Dans ce texte matriciel du libéralisme économique, il annonce dès les années 1840 les dérives de la spéculation telles que nous les subissons de plein fouet aujourd'hui.
L’auteur de La Comédie humaine est ici le descripteur d’un capitalisme financier dont le théâtre se fait aujourd'hui témoin. Dans ce salon bourgeois que le jeu social investit comme une scène, l’écriture balzacienne, avec une contemporanéité inouïe, rend compte de la spirale extrême où entraîne la finance.
Sur le tréteaux qui est la marque du CDN des Tréteaux de France, Robin Renucci nous conduit au plus près de la critique balzacienne, dans le huit-clos de ce salon bourgeois où s'opère un va et vient jubilatoire entre les personnage du 19ème et les acteurs du 21ème siècle. Le Faiseur éclaire nos zones d'ombre contemporaines et, en négatif, interroge le monde que nous cherchons à construire ensemble.

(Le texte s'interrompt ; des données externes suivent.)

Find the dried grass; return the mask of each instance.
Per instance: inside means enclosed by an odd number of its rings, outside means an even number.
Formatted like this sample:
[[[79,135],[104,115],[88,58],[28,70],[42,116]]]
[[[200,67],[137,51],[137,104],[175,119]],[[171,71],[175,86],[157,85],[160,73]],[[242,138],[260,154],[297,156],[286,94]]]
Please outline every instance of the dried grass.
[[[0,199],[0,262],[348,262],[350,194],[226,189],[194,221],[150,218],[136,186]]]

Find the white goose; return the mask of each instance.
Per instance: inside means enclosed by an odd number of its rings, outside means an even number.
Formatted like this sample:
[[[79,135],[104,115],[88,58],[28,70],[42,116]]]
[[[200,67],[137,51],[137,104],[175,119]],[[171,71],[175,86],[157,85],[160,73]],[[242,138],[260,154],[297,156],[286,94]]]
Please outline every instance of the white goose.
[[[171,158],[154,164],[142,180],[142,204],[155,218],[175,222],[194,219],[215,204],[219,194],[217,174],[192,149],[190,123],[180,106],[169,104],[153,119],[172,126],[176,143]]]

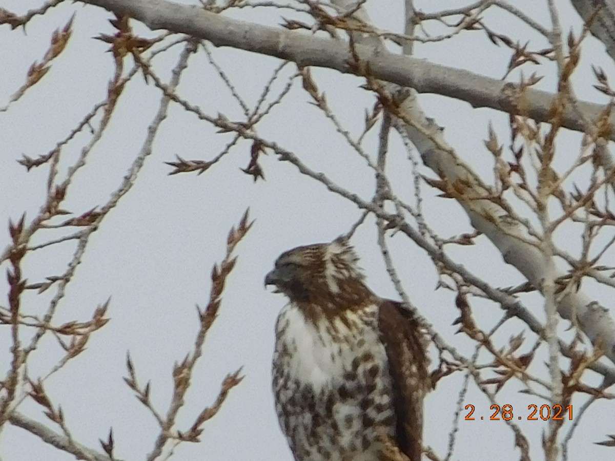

Ile de Loisirs de Cergy-Pontoise
Torcy et Cergy-Pontoise (95)
Hier, donc, c’est le monde de la finance, de l’emprunt, de la dette, le monde des créanciers et des débiteurs qu’ont fustigé les Tréteaux de France (Robin Renucci qui dirige l’organisation depuis 2011, présente depuis 5 ans son cycle autour de la finance et des dettes (premier volet qui a été suivi par L’avaleur, présenté cette année à la Maison des Métallos)).
En attendant Godeau
Et on s’y régale, encore une fois, autour de Mercadet, le débiteur qui joue avec les dettes, les prêts et la cupidité de chacun. L’homme, auguste bourgeois, vit des chimères qu’il octroie. Une sorte de Madoff avant l’heure, qui, promet les meilleurs rendements et les meilleurs intérêts, séduit, embobine, ment, affabule : un faiseur de d’affaires et de rêves. Mais à force de vivre avec l’argent des autres, on risque de tout perdre quand vos créanciers viennent réclamer leur dû et que Godeau, l’associé disparu, ne vient toujours pas. Mercadet se voit contraint de marier sa fille Julie, qui n’a pour seul attrait que d’être sa fille, et donc potentiellement riche, à défaut de beauté. Et ce n’est pas seulement Mercadet, et à travers lui le monde de la finance, que critique Balzac : les créanciers de Mercadet sont tout autant fustigés. On prête, on avance, on investit, dans le but de gagner plus et plus encore, que ce soit au travers de titres prometteurs ou de promesses de mariage : le gain est tentant et les flèches balzaciennes écorchent autant Mercadet que Virginie, la femme de charge qui rêve de voir ses gages augmenter. L’appât du gain, la cupidité qui prend le pas sur la morale et balaie tous les principes sont décrits ici avec une verve délicieusement cruelle, d’autant plus acerbe qu’elle est toujours d’une actualité cuisante.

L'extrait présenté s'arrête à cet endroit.